Preparing for 2026 requires execution discipline, not just awareness. This checklist is designed for SMEs that need a practical path from initial uncertainty to operational readiness.
10-item readiness checklist
1) Inventory all AI use cases
Capture system name, owner, purpose, affected groups, and business process.
2) Assign role per system
Classify provider/deployer/mixed with documented rationale.
3) Run prohibited-practice screening
Check every sensitive use case against Article 5 red flags.
4) Map high-risk candidates
Use Annex III categories and context-based impact analysis.
5) Define oversight controls
Set human review/override points for consequential decisions.
6) Implement logging and monitoring
Track critical events, model drift indicators, and incident triggers.
7) Prepare transparency notices
Disclose AI interaction/content where obligations apply.
8) Build documentation packs
Maintain risk rationale, controls, owners, and evidence references.
9) Create incident workflow
Define severity model, escalation owners, and corrective loop.
10) Schedule governance cadence
Monthly risk updates + quarterly compliance review + event-driven reassessment.

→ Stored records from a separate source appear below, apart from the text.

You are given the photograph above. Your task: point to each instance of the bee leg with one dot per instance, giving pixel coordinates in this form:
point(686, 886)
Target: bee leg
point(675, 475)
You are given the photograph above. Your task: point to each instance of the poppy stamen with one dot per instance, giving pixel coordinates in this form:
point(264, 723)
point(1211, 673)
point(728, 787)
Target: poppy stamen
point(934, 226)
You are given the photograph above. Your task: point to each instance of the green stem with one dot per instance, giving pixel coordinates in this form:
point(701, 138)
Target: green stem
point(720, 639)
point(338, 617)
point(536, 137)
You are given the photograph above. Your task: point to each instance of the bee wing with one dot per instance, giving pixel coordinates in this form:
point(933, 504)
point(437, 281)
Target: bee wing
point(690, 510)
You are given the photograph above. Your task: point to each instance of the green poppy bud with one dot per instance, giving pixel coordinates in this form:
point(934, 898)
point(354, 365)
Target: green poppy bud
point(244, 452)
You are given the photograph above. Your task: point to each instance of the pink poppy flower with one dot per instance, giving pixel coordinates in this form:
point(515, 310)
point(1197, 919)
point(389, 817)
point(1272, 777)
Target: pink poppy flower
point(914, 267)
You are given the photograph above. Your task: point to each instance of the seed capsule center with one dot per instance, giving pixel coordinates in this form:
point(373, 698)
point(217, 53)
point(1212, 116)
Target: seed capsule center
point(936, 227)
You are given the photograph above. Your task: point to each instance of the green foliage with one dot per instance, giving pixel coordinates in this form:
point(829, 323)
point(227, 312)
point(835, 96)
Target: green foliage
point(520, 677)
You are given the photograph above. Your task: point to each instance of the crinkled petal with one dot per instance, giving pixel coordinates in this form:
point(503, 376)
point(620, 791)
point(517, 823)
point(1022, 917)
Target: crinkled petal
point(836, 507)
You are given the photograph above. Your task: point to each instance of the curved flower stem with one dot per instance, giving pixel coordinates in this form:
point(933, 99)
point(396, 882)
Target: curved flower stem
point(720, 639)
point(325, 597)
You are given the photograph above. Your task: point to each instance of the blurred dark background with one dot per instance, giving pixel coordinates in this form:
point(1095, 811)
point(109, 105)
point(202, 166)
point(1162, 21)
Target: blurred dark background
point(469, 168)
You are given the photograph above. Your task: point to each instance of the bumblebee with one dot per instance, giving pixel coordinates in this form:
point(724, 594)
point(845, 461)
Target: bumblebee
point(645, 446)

Maturity scoring suggestion
- 0-3 complete: ad hoc stage
- 4-6 complete: emerging control stage
- 7-8 complete: managed stage
- 9-10 complete: audit-ready stage
What to do if you are behind
Start with high-impact workflows first (employment, eligibility, pricing, rights-sensitive decisions). It is better to fully control 20% of highest-risk workflows than to lightly document everything without operational effect.
Final takeaway
A checklist is only useful if each item has an owner, due date, and verification method. Convert this list into a board and execute weekly until every item is evidenced.